Even though Latino workers in California have won substantial wage increases over the past 25 years, the gap between their average annual income and those of all other workers in the state has widened, according to a September report from the California Budget Project.

In 2003, Latino workers typically received 61 cents for every dollar that other ethnic groups earned, the report said. The gap would be even more severe except for the fact that Latinos’ wages have risen by 20 percent since 1995, a rate of increase twice that of non-Latino workers.

The wage disparity manifests itself among workers of all educational backgrounds, although more highly educated Latinos typically earn between 43 percent and 50 percent more than those with less education, and Latinos born in the U.S. tend to make more than their counterparts who emigrated from other countries. The lowest paid workers are first-generation immigrants, who make up almost 64 percent of the Latino workforce in the state.

Low wages are responsible for pushing Latino families into poverty in numbers far out of proportion to their population. The report states that Latinos headed three out of five poor households in California in 2002. During the same year, more than half of households with a child less than 18 years old earned wages that were 200 percent below the federal poverty level.

Unionized Latino workers are in a significantly better situation. Latino union workers make 156 percent more in wages than nonunion Latinos, although this figure has dropped since 1995, when those in unions earned 172 percent more than their nonunion counterparts.

The economic state of Latinos is even more precarious in view of the crisis in health care. Most Latino workers in low-paying jobs — the great majority — have no job-related medical benefits. To make matters worse, on Sept. 18 Gov. Arnold Schwarzenegger, a Republican, vetoed a bill that would have increased the minimum wage.
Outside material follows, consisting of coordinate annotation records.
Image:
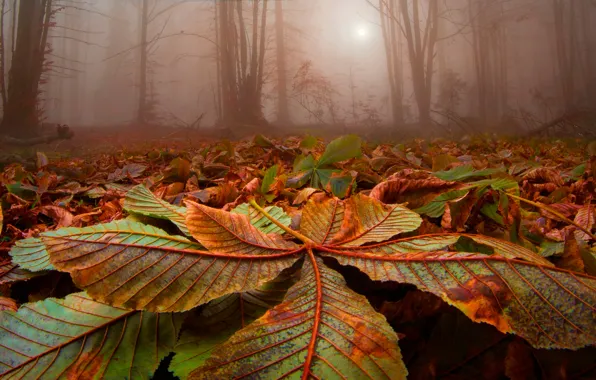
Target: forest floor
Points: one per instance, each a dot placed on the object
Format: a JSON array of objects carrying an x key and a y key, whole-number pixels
[{"x": 537, "y": 194}]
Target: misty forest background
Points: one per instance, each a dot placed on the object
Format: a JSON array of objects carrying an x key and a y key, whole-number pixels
[{"x": 509, "y": 66}]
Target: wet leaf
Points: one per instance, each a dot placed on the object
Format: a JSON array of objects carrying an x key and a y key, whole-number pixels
[
  {"x": 341, "y": 149},
  {"x": 220, "y": 319},
  {"x": 7, "y": 304},
  {"x": 10, "y": 272},
  {"x": 137, "y": 266},
  {"x": 463, "y": 172},
  {"x": 368, "y": 220},
  {"x": 548, "y": 307},
  {"x": 261, "y": 222},
  {"x": 140, "y": 200},
  {"x": 78, "y": 337},
  {"x": 326, "y": 331}
]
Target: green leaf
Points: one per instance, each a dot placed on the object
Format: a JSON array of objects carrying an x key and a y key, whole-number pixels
[
  {"x": 306, "y": 163},
  {"x": 549, "y": 307},
  {"x": 503, "y": 183},
  {"x": 220, "y": 319},
  {"x": 340, "y": 185},
  {"x": 321, "y": 330},
  {"x": 78, "y": 337},
  {"x": 268, "y": 179},
  {"x": 436, "y": 207},
  {"x": 462, "y": 172},
  {"x": 10, "y": 272},
  {"x": 299, "y": 179},
  {"x": 140, "y": 200},
  {"x": 137, "y": 266},
  {"x": 341, "y": 149},
  {"x": 309, "y": 142},
  {"x": 263, "y": 141},
  {"x": 263, "y": 223},
  {"x": 368, "y": 220},
  {"x": 30, "y": 254},
  {"x": 321, "y": 177}
]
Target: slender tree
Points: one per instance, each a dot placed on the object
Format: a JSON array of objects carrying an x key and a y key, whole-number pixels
[
  {"x": 489, "y": 45},
  {"x": 283, "y": 112},
  {"x": 242, "y": 61},
  {"x": 21, "y": 113},
  {"x": 389, "y": 14}
]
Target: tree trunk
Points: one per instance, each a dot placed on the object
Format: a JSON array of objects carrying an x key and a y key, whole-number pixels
[
  {"x": 142, "y": 109},
  {"x": 20, "y": 115},
  {"x": 283, "y": 112},
  {"x": 392, "y": 42}
]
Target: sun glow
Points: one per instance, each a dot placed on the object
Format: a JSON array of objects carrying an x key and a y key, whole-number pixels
[{"x": 361, "y": 32}]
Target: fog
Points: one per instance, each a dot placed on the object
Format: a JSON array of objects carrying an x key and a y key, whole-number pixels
[{"x": 353, "y": 63}]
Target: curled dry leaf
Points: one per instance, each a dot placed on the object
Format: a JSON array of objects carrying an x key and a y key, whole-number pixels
[
  {"x": 586, "y": 217},
  {"x": 61, "y": 216},
  {"x": 7, "y": 304}
]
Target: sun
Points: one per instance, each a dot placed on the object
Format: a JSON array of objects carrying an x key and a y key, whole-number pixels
[{"x": 361, "y": 32}]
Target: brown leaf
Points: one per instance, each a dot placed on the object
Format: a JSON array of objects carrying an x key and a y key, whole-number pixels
[
  {"x": 7, "y": 304},
  {"x": 416, "y": 192},
  {"x": 61, "y": 216},
  {"x": 586, "y": 217},
  {"x": 519, "y": 362}
]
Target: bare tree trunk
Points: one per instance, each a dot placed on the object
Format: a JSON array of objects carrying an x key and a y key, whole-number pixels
[
  {"x": 2, "y": 56},
  {"x": 20, "y": 115},
  {"x": 283, "y": 112},
  {"x": 421, "y": 51},
  {"x": 218, "y": 57},
  {"x": 564, "y": 48},
  {"x": 261, "y": 63},
  {"x": 142, "y": 108}
]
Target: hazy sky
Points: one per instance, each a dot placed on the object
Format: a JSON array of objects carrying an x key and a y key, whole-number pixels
[{"x": 339, "y": 36}]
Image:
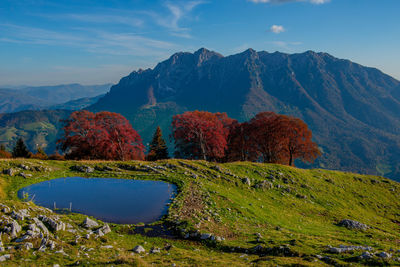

Latinos constitute nearly one-third of California’s workforce, the report said. Twenty-five years ago, they comprised only 15 percent. It is expected that by the year 2020, Latinos will constitute a majority of the state’s workers.

Trade unionists and community activists point out that getting a better education, by itself, is no guarantee of a higher income. Union representation is decisive. Many observers also stress the importance of engaging in political struggle to replace elected officials who oppose union representation, universal health care and a living wage.

The full text of the California Budget Project report is available at www.cbp.org.